Comcast’s Tucson-area Super Bowl Coverage Gets Sizzling Hot
TUCSON, AZ — Janet Jackson was never so bold, yet her Super Bowl XXXVII nipple guard flash is still the stuff of legal and social discourse, as well as hundreds of thousands of dollars in contested FCC fines. How America’s football watching public, still reeling from the fallout of the social tragedies associated with Jackson’s exposed breast will recover from approximately 10 – 30 seconds of hard core porn accidentally broadcast during this year’s game is anybody’s guess.Fortunately for the economic and moral health of the nation as a whole, only the Tucson, AZ area appears to have been assaulted by the explicit footage, which took over the cable airwaves just after Larry Fitzgerald of the Cardinals scored an impressive, but not game-saving, touchdown with less than two minutes left in the game.
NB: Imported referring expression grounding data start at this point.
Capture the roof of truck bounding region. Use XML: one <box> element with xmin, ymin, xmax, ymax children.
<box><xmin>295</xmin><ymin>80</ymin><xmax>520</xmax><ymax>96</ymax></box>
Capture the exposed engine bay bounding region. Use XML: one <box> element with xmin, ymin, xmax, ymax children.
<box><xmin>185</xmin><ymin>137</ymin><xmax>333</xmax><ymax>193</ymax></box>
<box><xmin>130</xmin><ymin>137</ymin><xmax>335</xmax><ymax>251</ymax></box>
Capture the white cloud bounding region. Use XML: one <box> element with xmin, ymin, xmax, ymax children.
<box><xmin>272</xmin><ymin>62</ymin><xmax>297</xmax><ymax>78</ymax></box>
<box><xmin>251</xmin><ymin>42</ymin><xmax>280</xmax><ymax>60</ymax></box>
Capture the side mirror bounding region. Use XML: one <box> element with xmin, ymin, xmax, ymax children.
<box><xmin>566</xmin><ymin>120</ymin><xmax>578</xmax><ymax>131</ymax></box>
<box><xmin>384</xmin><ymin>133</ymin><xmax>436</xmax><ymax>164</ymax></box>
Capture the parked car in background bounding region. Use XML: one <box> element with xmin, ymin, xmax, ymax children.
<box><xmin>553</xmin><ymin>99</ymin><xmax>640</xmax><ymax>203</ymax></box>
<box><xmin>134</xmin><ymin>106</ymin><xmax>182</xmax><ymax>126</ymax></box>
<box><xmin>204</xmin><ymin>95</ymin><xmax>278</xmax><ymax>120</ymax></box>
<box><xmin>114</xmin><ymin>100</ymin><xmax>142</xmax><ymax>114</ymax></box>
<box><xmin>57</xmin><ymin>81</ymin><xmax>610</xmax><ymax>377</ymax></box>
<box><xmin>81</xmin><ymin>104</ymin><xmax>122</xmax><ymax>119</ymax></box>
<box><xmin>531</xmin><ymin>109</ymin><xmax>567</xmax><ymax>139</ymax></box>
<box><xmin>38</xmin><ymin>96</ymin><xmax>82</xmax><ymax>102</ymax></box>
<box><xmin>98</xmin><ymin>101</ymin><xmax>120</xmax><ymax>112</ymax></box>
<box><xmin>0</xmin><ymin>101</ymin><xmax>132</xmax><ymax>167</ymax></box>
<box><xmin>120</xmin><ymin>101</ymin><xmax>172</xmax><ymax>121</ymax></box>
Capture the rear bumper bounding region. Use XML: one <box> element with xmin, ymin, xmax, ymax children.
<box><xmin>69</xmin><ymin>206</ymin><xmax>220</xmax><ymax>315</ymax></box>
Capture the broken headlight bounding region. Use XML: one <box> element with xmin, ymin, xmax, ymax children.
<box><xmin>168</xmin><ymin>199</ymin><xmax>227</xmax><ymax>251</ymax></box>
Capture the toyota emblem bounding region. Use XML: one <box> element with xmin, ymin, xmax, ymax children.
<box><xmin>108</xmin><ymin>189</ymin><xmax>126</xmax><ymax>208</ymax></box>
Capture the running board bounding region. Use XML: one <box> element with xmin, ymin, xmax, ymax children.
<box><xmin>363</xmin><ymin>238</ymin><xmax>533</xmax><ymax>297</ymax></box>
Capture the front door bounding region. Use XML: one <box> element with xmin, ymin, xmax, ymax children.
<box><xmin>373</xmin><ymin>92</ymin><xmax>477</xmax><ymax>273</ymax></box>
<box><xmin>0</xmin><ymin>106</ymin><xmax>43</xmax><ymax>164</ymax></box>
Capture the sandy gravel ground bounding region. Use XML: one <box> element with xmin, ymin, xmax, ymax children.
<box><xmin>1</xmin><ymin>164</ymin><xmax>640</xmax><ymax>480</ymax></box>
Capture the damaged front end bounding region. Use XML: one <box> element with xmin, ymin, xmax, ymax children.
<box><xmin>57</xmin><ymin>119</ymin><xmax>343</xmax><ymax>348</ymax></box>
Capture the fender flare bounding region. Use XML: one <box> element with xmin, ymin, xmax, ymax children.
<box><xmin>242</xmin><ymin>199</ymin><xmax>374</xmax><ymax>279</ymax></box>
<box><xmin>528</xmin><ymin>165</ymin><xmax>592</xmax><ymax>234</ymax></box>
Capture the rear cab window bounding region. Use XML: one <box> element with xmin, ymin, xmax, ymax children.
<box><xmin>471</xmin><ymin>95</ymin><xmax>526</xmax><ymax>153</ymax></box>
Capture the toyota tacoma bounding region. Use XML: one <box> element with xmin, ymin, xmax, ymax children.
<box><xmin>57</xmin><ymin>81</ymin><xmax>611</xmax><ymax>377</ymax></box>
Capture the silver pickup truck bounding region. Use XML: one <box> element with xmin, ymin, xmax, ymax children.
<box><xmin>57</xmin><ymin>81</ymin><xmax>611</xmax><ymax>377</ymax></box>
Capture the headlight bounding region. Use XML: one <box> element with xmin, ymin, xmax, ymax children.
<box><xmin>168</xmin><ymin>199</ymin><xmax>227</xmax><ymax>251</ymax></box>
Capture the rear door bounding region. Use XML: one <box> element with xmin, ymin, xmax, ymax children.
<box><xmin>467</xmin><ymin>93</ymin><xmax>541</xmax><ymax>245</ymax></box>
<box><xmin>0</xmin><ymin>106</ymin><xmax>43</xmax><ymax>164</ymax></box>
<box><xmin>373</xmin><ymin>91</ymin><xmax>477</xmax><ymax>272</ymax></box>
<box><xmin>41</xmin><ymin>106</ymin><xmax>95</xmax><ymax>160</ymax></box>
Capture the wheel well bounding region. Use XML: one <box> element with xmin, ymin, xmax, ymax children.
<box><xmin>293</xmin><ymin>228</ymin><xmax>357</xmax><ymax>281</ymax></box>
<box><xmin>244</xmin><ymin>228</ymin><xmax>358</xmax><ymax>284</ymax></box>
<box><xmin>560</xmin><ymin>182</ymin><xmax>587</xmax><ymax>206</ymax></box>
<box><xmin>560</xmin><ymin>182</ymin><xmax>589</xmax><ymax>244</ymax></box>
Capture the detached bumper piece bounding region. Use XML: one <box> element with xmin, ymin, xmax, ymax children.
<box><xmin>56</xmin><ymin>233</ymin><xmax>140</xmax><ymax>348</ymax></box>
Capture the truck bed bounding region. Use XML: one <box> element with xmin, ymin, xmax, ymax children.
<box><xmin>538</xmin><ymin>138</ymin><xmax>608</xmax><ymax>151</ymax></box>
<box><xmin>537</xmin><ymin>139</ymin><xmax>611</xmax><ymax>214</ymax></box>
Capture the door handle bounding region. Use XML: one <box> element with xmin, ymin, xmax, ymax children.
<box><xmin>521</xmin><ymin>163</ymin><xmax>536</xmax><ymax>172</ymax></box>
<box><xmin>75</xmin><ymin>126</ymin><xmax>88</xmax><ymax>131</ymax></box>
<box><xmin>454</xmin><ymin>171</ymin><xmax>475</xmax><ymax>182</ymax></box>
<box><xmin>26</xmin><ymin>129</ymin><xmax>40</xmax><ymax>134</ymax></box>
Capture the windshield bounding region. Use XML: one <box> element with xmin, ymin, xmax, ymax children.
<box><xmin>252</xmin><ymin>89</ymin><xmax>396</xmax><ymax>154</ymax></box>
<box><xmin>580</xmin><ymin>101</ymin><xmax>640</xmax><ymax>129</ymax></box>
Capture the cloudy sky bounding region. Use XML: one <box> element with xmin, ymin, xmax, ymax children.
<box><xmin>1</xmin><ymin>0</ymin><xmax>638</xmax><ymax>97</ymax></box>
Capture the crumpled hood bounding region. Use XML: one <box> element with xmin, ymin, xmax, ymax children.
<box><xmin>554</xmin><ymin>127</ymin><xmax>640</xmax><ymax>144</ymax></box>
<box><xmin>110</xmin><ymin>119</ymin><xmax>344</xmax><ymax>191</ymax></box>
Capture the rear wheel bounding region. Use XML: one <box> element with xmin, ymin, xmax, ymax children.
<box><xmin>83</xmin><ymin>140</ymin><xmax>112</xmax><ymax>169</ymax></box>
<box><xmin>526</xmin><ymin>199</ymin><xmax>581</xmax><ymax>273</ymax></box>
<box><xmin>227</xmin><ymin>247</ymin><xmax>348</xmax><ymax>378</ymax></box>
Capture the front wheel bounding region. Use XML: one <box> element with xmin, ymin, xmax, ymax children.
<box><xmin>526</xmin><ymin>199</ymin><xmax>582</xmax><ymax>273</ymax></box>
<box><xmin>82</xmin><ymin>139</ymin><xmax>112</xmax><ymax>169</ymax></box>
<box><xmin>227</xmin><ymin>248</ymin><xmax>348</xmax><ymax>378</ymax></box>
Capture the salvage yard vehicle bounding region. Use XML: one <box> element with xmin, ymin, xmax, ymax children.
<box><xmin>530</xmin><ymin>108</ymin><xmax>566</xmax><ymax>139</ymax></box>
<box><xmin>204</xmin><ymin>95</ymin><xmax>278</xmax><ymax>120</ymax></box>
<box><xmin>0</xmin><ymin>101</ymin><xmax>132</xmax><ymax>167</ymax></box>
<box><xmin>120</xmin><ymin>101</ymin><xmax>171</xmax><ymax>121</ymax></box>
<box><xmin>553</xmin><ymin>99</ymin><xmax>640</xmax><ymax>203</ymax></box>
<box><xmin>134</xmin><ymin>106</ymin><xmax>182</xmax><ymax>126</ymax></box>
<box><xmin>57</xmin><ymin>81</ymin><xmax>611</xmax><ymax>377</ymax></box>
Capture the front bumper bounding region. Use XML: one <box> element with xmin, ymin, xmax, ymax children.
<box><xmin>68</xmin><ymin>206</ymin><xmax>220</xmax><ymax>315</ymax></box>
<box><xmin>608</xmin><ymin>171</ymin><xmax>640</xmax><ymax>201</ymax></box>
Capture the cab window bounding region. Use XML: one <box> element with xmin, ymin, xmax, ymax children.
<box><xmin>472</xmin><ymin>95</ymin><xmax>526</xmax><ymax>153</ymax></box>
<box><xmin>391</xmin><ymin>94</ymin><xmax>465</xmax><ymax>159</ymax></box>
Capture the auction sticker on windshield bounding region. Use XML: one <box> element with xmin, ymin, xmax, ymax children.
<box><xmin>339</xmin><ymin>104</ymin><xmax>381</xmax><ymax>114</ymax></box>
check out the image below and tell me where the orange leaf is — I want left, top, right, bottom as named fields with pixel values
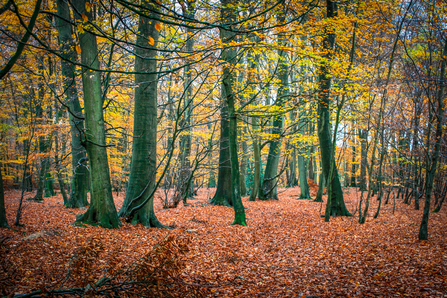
left=81, top=14, right=88, bottom=22
left=75, top=45, right=81, bottom=54
left=85, top=2, right=92, bottom=13
left=148, top=36, right=155, bottom=45
left=155, top=22, right=161, bottom=32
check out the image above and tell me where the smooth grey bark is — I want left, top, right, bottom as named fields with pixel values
left=56, top=0, right=88, bottom=208
left=118, top=1, right=164, bottom=228
left=73, top=0, right=120, bottom=228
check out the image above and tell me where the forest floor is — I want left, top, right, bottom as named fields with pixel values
left=1, top=186, right=447, bottom=297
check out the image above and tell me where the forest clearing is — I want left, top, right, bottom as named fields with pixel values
left=1, top=187, right=446, bottom=297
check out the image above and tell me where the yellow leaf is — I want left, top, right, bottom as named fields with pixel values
left=155, top=22, right=161, bottom=31
left=148, top=36, right=154, bottom=45
left=77, top=23, right=84, bottom=33
left=82, top=14, right=88, bottom=22
left=76, top=45, right=81, bottom=54
left=85, top=2, right=92, bottom=12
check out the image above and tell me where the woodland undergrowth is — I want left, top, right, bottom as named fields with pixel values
left=1, top=186, right=446, bottom=297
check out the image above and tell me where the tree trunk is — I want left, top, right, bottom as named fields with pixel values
left=32, top=73, right=50, bottom=201
left=73, top=0, right=120, bottom=228
left=359, top=129, right=367, bottom=191
left=249, top=117, right=261, bottom=201
left=210, top=98, right=232, bottom=206
left=176, top=0, right=196, bottom=205
left=261, top=7, right=288, bottom=201
left=350, top=126, right=357, bottom=187
left=314, top=172, right=325, bottom=202
left=207, top=123, right=216, bottom=188
left=220, top=0, right=246, bottom=226
left=240, top=136, right=248, bottom=196
left=54, top=132, right=68, bottom=205
left=118, top=1, right=164, bottom=228
left=419, top=39, right=446, bottom=240
left=298, top=108, right=311, bottom=199
left=0, top=164, right=9, bottom=228
left=56, top=0, right=88, bottom=208
left=317, top=0, right=350, bottom=217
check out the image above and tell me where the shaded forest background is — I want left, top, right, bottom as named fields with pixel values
left=0, top=0, right=447, bottom=295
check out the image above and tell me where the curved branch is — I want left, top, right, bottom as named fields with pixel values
left=0, top=0, right=42, bottom=80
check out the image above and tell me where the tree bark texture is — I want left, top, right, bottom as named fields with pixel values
left=73, top=0, right=120, bottom=228
left=317, top=0, right=350, bottom=216
left=220, top=0, right=246, bottom=225
left=119, top=1, right=165, bottom=228
left=56, top=0, right=88, bottom=208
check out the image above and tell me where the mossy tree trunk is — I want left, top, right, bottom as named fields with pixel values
left=210, top=94, right=232, bottom=206
left=73, top=0, right=120, bottom=228
left=118, top=1, right=165, bottom=228
left=220, top=0, right=246, bottom=225
left=56, top=0, right=88, bottom=208
left=261, top=6, right=288, bottom=201
left=419, top=39, right=446, bottom=240
left=317, top=0, right=351, bottom=217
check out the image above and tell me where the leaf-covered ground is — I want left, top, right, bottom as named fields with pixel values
left=1, top=187, right=446, bottom=297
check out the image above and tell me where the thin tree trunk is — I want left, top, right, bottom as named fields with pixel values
left=176, top=0, right=196, bottom=205
left=359, top=129, right=367, bottom=191
left=0, top=163, right=9, bottom=228
left=351, top=124, right=357, bottom=187
left=249, top=117, right=261, bottom=201
left=298, top=108, right=311, bottom=199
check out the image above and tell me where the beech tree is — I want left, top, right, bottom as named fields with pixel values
left=118, top=0, right=165, bottom=228
left=72, top=0, right=120, bottom=228
left=317, top=0, right=350, bottom=217
left=56, top=0, right=88, bottom=208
Callers to local television stations went wild, reporting footage believed to have been from a Club Jenna feature that depicted a woman unzipping a man’s pants and revealing his family jewels for all ages to see during what one woman deemed to be a genital jiggling “dance.”
According to Comcast representative Kelle Maslyn, engineers worked throughout the night to determine what caused the feed bleed.
A written apology from Comcast and released today, stated that “Our initial investigation suggests this was an isolated malicious act.”
While it is unknown how many subscribers were affected or exactly how long the clip played, Comcast reports that those watching its HD feed did so without the incidental pornographic footage. More than 80,000 households in the unincorporated Pima County, Marana and Oro Valley are served by Comcast.